Most of these disasters occurred billions of years ago--except for the sun stuff, which happens every day--when the solar system was still forming. A Mars-size object crashes into a young and still molten "Proto Earth," shattering it. The pieces reform into Earth we know today and a smaller satellite we call the Moon.
Millions of years later, a collision with a miles-long meteor incinerates Earth's surface, causing an Ice Age. That environmental schism, says the film, eventually led to life as we know it today.
The film engrosses the audience with computer-generated simulations of these spectacles, pulling them as close to the sun as possible, thanks to some NASA satellite imagery, before zooming out far past the Milky Way to show an inevitable merging with our closest galactic neighbor, Andromeda.
Again, nothing to fret about. That's millions of years away.

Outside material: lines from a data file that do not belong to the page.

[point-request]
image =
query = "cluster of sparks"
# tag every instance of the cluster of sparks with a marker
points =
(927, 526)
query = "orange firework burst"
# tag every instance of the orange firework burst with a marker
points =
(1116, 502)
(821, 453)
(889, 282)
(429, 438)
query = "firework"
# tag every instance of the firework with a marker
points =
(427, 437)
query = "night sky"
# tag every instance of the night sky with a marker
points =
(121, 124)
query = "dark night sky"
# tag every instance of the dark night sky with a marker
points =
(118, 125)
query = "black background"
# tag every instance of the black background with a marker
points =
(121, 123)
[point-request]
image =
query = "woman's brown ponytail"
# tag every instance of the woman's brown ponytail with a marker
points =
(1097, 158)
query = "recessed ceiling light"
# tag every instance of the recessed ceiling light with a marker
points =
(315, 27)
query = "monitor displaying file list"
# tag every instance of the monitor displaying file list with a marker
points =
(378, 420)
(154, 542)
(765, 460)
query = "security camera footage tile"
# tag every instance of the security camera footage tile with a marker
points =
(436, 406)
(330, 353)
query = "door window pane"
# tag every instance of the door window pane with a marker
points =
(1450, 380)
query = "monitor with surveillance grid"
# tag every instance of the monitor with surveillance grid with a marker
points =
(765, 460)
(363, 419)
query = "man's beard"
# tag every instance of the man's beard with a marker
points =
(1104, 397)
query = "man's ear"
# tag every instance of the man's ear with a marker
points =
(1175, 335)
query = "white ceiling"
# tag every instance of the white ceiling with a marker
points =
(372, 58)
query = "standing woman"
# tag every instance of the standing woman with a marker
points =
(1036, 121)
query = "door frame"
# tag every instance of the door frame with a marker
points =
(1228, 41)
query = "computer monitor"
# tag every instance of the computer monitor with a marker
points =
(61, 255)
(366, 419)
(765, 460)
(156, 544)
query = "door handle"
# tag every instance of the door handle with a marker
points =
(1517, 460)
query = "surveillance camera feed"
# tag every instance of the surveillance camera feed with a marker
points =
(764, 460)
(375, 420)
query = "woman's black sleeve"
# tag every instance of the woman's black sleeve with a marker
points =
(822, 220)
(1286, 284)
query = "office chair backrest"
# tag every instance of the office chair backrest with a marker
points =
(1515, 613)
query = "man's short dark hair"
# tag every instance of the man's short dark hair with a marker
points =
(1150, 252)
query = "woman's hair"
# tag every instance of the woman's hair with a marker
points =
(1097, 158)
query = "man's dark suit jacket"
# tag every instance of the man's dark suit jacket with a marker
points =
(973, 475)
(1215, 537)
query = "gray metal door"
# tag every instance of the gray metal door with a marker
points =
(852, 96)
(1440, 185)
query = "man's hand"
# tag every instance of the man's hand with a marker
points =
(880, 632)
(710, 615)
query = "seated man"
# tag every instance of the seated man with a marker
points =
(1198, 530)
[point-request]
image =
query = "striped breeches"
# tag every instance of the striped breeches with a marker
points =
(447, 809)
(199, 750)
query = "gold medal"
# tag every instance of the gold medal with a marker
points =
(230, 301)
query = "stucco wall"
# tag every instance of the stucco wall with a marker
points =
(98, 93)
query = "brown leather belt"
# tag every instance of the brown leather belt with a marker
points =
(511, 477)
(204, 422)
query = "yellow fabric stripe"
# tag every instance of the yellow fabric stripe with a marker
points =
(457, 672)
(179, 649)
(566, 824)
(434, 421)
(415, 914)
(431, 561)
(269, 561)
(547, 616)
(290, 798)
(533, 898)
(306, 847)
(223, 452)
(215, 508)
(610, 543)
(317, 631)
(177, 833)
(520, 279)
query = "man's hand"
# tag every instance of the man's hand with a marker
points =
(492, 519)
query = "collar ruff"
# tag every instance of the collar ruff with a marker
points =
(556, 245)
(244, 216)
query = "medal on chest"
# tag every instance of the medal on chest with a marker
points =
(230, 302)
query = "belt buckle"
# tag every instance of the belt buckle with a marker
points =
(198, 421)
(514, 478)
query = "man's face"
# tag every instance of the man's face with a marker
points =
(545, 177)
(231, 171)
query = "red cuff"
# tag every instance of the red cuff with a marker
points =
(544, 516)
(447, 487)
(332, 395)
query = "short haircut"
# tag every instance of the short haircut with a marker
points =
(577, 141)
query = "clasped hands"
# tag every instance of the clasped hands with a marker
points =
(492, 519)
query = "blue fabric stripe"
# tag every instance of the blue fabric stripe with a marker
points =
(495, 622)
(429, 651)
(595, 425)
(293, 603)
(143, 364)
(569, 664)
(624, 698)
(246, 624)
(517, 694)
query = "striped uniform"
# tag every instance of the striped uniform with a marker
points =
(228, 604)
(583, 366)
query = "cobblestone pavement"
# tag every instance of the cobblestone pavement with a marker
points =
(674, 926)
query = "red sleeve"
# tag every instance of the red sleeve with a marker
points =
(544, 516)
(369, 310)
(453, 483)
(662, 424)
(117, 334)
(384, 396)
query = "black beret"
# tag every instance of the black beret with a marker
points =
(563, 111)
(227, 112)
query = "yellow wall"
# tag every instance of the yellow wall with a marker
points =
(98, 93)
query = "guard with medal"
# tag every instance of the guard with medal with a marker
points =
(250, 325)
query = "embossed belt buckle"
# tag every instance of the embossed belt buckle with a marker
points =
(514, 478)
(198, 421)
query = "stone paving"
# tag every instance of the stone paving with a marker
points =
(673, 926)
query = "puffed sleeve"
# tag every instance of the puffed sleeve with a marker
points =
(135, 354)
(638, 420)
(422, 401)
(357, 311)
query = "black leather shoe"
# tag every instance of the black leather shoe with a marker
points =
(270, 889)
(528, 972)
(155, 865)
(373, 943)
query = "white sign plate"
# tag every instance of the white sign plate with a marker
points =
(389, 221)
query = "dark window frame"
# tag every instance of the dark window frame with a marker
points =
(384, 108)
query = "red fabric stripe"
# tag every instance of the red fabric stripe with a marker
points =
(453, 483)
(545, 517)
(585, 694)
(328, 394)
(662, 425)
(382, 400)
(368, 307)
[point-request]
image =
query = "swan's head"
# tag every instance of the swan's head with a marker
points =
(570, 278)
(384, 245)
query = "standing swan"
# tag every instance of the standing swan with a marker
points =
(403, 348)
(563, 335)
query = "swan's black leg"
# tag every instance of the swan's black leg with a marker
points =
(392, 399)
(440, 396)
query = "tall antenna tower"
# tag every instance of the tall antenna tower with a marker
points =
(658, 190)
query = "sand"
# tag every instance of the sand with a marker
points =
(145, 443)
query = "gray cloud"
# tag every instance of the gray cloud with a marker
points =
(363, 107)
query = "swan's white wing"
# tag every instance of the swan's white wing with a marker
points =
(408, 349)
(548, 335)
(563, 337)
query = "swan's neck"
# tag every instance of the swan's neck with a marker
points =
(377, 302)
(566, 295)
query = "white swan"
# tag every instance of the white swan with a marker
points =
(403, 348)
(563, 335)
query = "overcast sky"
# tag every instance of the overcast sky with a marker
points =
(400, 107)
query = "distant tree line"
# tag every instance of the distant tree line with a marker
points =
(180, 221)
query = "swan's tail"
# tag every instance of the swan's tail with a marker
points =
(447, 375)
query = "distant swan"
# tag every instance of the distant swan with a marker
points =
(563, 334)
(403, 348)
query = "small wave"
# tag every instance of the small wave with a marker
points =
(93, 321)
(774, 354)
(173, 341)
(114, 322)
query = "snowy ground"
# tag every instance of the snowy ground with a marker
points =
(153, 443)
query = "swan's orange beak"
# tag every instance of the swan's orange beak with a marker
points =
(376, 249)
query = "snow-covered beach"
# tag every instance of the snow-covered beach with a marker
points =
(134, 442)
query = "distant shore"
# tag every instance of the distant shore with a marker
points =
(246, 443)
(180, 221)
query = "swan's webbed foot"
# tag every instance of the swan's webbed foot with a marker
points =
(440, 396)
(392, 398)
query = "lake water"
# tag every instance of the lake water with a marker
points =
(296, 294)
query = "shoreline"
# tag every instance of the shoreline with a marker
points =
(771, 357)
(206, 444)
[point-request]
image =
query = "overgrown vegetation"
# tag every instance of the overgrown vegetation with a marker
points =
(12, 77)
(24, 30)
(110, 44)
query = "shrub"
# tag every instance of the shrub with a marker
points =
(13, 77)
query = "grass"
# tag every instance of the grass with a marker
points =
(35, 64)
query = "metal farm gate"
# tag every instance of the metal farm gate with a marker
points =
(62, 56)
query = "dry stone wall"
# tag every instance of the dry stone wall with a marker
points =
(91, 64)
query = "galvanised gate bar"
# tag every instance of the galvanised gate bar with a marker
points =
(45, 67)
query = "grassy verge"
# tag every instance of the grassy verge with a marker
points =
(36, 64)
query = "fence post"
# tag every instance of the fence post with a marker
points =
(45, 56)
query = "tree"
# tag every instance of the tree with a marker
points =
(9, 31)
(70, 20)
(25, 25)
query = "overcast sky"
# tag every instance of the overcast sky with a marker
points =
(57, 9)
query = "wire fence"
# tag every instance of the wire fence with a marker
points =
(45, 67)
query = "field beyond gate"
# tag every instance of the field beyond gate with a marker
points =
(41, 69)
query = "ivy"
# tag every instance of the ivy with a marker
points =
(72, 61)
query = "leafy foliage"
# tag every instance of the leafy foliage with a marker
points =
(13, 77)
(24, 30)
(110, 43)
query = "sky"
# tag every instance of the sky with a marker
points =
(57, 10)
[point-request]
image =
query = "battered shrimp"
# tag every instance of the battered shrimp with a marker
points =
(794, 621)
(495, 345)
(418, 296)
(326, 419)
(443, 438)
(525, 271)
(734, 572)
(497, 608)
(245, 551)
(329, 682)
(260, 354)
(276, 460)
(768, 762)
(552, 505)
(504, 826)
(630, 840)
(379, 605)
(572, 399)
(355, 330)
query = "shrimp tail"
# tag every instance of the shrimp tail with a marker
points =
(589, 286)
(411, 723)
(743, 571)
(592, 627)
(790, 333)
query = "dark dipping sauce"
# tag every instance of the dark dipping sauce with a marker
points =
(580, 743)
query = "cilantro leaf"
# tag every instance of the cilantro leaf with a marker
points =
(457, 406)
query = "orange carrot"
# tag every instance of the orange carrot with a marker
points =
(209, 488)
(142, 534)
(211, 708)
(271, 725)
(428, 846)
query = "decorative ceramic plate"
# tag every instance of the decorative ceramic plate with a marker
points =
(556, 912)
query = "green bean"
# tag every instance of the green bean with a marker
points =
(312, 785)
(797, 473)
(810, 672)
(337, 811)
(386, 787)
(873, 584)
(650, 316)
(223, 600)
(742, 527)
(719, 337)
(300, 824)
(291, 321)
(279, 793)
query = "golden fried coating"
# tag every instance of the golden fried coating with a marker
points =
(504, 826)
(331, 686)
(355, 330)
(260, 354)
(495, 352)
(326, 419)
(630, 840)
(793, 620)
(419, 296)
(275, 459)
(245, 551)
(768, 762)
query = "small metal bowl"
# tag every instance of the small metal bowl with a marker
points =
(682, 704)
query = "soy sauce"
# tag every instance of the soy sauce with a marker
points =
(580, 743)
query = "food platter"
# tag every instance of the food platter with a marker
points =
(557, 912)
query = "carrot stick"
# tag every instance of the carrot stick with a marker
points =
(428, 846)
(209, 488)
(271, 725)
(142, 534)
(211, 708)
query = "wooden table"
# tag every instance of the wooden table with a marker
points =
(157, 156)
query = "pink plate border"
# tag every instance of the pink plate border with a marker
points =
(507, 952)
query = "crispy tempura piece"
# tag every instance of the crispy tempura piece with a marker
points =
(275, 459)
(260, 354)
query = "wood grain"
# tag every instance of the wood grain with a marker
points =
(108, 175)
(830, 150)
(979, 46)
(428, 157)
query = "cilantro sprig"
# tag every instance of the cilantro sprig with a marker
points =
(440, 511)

It also helps that Alder is playing the film inside the StarRider, one of two full-size planetarium theaters inside the museum. Completely digital, the StarRider's dome screen brings both the night sky and the vastness of space to audiences in sharp clarity. We can see the blustery streams of charged particles bounce off the sun, creating nuclear fusion and solar winds. We can see the kaleidoscope of colors those particles make when trapped in Earth's magnetic field, creating the Northern Lights.
The audience absorbs so much information during "Cosmic Collisions," learns how much of our existence was born out of destruction and mayhem, that the half-hour format seems a little jarring. At the end of the film, you also feel like taking a minute to reflect on all this. A cup of water would be nice too.
But the ushers have a schedule to keep, and there's another group waiting to have its collective mind blown to bits.
'Cosmic Collisions' Where: Adler Planetarium & Astronomy Museum, 1300 S. Lake Shore Drive, 312-922-7827, www.adlerplanetarium.org.
Show times: 10:45 a.m., 12:15, 1:45 and 4 p.m.
Cost: Adults $10-$23, Kids (4-17) $6-$19, Seniors (65 and older) $8-$21.